Diciamo che i dati attuale sono comunque incoraggianti, tanto che è stata dichiarata un prodotto sicuro.

In laboratorio, la stevia ha dimostrato di ridurre anche i livelli di colesterolo cattivo (LDL), ma sono ancora necessarie verifiche sull’uomo.

Cosa dice l’EFSA

L’autorità europea per la sicurezza alimentare, attraverso una serie di studi, ha verificato che la stevia non è genotossica, né cancerogena e che non è collegata né a effetti avversi sul sistema riproduttivo umano né nei bambini, in fase di crescita.

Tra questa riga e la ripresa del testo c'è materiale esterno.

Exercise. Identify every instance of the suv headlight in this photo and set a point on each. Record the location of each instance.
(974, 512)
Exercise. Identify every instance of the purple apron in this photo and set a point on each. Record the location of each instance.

Ha così calcolato una dose giornaliera accettabile (DGA), perché si possa garantire questa sicurezza di utilizzo: a 4 mg per kg di peso corporeo, al giorno.

Diverse forme disponibili

La stevia è disponibile :

– in foglie essiccate
– in forma liquida
– in polvere
– in compresse.

Può essere utilizzata sia in prodotti freddi, che non richiedano cottura, sia in prodotti da forno, perché le temperature elevate non ne alterano la composizione.

Quindi potete sbizzarrirvi con bevande calde e fredde, budini, marmellate, biscotti, torte.

Attenzione solo alla quantità: avendo un potere dolcificante superiore a quello del saccarosio, lo zucchero da tavola, dovrà essere usata in minor quantità rispetto ai grammi indicati sulla ricetta che volete modificare.

Pertanto la consistenza del preparato cambierà e potrebbe essere necessario modificare anche le grammature degli altri ingredienti.

Quale acquistare

Proprio per il discorso fatto in precedenza, sull’effetto paradosso e sull’eventualità che il prodotto contenga altri edulcoranti, vi consiglio la polvere di stevia scura di Erbavoglio oppure lo Sweeto, un prodotto privo di retrogusto di liquirizia grazie al mix di Eritritolo e Rebaudioside A (il primo ha dimostrato di non indurre effetto paradosso, il secondo rafforza il potere dolce del primo).

Infine, ricordatevi che una corretta alimentazione varia e bilanciata è fondamentale, anche quando scegliamo di usare prodotti di questo tipo: il loro consumo non ci mette al riparo da eventuali danni alla salute.

Ne è un esempio il famoso “effetto paradosso”!

[Consiglio vivamente, a chi è affetto da Diabete di tipo 2, di verificare gli effetti sulla propria glicemia, così da sincerarsi di non subire appunto questo “effetto paradosso”.]